Rick Santorum is sweet, kind, decent, and sincere, but but he's an obvious lightweight who's intellectually-challenged. [Absolutism on Right-to-Life issues GUARANTEES electoral loss, as does overt condemnation of homosexuality.]

Ron Paul is too old, too eccentric, too pointedly controversial, a bit schizoid, and frankly his thinking has too much depth ever to reach the "average" voter. Besides, Dr. Paul has been tarred with the brush of anti-Semitism. [It's not true, of course, but when certain quarters get down on you, you might as well fold your tent, pack up your belongings, put your tail between your legs, keep your head down, grit your teeth and head for home -- if they haven't yet burned it down.] Charges of anti-Semitism are like charges of Date-Rape or Child-Molestation. They don't have to be true to ruin you. You're as good as dead once such an accusation has been made -- thanks to leftist political activism of the Betty Friedanesque variety.

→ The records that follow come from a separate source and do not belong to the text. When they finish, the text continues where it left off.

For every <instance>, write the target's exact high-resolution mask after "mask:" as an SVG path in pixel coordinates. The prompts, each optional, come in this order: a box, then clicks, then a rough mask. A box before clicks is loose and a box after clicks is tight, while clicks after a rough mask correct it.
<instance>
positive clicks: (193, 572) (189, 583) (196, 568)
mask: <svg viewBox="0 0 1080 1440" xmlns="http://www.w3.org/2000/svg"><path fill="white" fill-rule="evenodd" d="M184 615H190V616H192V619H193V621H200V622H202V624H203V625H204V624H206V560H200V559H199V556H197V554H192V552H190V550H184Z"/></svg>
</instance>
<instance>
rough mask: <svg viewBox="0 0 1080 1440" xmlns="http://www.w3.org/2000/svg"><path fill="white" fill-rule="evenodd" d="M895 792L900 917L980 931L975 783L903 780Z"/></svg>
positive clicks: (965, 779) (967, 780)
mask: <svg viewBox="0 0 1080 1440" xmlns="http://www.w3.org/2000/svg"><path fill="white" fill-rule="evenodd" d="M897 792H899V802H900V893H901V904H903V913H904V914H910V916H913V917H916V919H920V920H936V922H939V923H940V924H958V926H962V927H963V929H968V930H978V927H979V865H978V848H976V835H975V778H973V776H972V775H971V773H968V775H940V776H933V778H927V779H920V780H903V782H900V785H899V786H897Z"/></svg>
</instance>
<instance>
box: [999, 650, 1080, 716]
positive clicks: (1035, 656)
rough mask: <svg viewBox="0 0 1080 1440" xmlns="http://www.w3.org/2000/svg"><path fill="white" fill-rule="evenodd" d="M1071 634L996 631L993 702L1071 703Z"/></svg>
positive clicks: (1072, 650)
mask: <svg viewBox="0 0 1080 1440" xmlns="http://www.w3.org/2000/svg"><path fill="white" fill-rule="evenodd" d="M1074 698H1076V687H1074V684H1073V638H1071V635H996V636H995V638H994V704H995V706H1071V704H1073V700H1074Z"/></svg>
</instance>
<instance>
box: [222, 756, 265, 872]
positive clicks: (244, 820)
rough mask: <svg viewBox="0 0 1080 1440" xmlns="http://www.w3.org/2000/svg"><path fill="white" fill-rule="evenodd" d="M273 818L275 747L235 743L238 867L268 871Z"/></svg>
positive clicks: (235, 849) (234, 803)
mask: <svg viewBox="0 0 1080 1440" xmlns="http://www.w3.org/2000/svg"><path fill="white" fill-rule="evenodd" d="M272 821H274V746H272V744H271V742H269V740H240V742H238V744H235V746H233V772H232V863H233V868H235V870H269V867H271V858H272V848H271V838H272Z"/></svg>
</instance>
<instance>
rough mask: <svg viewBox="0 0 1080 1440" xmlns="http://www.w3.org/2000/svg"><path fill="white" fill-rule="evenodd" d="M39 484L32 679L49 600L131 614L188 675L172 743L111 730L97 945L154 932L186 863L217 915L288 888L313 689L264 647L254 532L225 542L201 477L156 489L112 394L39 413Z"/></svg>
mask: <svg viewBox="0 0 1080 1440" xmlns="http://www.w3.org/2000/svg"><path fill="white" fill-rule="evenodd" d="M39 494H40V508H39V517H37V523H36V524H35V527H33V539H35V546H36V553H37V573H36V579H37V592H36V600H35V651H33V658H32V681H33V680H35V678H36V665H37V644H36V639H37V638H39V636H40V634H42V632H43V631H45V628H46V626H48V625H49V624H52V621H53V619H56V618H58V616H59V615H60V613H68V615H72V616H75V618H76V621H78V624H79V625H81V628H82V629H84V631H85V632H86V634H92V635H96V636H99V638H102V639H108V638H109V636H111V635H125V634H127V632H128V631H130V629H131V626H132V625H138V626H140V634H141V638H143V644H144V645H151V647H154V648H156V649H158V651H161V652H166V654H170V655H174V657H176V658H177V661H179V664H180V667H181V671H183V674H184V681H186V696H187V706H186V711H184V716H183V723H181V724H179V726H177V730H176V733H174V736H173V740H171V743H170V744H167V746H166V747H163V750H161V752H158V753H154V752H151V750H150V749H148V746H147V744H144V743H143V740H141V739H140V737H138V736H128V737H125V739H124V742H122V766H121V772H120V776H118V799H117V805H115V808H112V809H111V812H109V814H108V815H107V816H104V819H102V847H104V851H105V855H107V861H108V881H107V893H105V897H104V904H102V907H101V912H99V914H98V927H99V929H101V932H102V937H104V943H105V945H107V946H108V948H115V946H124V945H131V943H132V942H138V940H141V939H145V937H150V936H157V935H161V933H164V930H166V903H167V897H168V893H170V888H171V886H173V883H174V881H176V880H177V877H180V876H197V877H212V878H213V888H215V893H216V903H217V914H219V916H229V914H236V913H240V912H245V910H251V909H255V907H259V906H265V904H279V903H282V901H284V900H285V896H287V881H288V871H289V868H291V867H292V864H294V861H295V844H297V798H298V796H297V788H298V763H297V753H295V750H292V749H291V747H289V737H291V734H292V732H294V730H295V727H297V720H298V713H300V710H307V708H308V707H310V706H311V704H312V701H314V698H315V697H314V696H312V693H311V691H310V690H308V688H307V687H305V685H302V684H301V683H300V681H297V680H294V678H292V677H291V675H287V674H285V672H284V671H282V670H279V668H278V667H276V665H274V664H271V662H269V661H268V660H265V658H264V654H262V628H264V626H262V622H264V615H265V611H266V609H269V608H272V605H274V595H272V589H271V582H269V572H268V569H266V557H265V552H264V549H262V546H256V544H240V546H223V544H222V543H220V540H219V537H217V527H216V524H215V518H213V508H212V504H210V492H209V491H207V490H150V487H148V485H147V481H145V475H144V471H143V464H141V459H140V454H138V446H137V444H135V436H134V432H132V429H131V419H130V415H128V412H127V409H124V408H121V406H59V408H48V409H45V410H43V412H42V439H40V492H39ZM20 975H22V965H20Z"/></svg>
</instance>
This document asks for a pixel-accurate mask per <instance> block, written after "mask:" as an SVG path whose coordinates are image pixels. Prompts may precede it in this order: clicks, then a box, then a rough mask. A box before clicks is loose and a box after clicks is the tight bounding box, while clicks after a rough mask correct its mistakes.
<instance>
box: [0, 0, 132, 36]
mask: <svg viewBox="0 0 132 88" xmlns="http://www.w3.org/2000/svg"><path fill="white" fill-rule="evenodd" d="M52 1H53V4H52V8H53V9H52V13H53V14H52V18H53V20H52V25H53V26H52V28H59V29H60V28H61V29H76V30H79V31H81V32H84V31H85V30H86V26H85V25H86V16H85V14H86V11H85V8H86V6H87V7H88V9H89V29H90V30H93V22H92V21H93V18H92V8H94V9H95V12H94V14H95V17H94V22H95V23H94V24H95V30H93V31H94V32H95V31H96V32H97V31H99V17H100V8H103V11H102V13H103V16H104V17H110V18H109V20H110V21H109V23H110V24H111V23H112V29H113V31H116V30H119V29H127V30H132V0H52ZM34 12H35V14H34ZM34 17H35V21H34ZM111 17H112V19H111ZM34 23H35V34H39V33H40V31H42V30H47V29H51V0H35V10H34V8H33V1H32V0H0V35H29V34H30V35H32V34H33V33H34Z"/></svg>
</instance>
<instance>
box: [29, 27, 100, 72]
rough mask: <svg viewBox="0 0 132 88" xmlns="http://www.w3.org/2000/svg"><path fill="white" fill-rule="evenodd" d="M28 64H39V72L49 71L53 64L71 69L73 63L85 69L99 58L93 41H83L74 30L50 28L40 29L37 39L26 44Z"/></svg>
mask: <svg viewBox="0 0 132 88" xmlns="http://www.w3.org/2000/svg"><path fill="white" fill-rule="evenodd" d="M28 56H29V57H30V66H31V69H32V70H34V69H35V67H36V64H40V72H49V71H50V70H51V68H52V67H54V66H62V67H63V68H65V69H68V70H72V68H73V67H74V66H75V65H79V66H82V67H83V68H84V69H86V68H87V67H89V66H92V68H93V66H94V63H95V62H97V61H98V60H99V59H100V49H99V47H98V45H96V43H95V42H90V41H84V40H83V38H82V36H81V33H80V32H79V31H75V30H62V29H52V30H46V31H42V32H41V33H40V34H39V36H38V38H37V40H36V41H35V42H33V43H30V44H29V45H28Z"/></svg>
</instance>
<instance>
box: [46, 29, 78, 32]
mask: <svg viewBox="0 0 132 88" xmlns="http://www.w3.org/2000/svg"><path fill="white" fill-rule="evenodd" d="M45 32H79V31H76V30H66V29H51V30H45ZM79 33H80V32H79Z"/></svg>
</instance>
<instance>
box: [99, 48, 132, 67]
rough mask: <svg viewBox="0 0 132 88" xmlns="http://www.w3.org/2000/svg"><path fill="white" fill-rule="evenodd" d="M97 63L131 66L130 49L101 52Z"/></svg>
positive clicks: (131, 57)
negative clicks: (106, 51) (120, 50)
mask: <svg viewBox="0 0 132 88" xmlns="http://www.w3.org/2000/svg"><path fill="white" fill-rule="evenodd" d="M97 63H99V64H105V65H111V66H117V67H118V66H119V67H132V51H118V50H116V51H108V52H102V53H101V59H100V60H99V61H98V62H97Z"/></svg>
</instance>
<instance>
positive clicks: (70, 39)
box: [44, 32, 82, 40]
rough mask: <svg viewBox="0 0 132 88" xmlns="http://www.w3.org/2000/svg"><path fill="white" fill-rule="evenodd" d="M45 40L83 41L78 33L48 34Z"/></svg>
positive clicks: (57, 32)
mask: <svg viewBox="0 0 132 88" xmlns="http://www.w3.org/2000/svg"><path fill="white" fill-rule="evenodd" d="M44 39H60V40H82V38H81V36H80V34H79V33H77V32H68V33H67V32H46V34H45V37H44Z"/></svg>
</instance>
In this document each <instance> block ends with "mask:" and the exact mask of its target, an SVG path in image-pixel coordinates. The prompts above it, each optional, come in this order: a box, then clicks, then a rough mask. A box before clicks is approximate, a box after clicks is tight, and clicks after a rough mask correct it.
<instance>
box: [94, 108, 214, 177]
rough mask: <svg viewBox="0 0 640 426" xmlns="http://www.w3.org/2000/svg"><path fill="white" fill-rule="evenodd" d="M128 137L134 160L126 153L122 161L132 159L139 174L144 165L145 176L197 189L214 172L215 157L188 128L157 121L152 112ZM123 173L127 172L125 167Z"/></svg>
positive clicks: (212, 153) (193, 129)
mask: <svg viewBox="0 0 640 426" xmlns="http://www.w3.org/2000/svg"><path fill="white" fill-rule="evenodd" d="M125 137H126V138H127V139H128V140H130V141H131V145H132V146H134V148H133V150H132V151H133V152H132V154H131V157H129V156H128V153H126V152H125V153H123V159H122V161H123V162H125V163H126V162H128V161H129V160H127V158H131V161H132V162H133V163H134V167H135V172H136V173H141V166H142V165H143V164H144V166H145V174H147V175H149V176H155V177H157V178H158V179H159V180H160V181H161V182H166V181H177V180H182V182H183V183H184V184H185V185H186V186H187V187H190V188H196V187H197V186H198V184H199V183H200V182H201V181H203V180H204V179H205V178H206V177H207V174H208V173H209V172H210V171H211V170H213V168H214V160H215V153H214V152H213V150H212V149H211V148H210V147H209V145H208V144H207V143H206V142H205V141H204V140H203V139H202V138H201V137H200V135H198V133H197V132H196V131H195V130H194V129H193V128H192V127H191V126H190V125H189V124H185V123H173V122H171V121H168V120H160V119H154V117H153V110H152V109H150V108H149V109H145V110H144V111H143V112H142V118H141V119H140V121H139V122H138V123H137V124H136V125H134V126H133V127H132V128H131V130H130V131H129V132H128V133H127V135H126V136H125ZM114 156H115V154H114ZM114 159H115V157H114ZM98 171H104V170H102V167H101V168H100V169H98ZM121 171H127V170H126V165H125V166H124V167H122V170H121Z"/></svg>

Who are the other Republican hopefuls? Gary Johnson? YAGOTTABEE KIDDING!!! I believe it says more about the unimpressive nature of the other candidates, if such there be, than it does about my aging memory.

So, where-of-where is The Knight in Shining Armor -- the Superman -- the Siegfried with BRAINS, a HEART, and a CONSCIENCE -- who could lead us out of this wilderness and back to "our" PROMISED LAND (as opposed to "the" Promised Land)?

Probably pulling levers behind a curtain in The LAND of OZ.

Wheeze in TRUBBLE, Pappy!

~ FreeThinke

Anonymous said...

Very sorry!

My last post was intended for the Herman Cain thread. If I could remove it from this one, I would.

Unfortunately, we live in a world where Stuff Happens!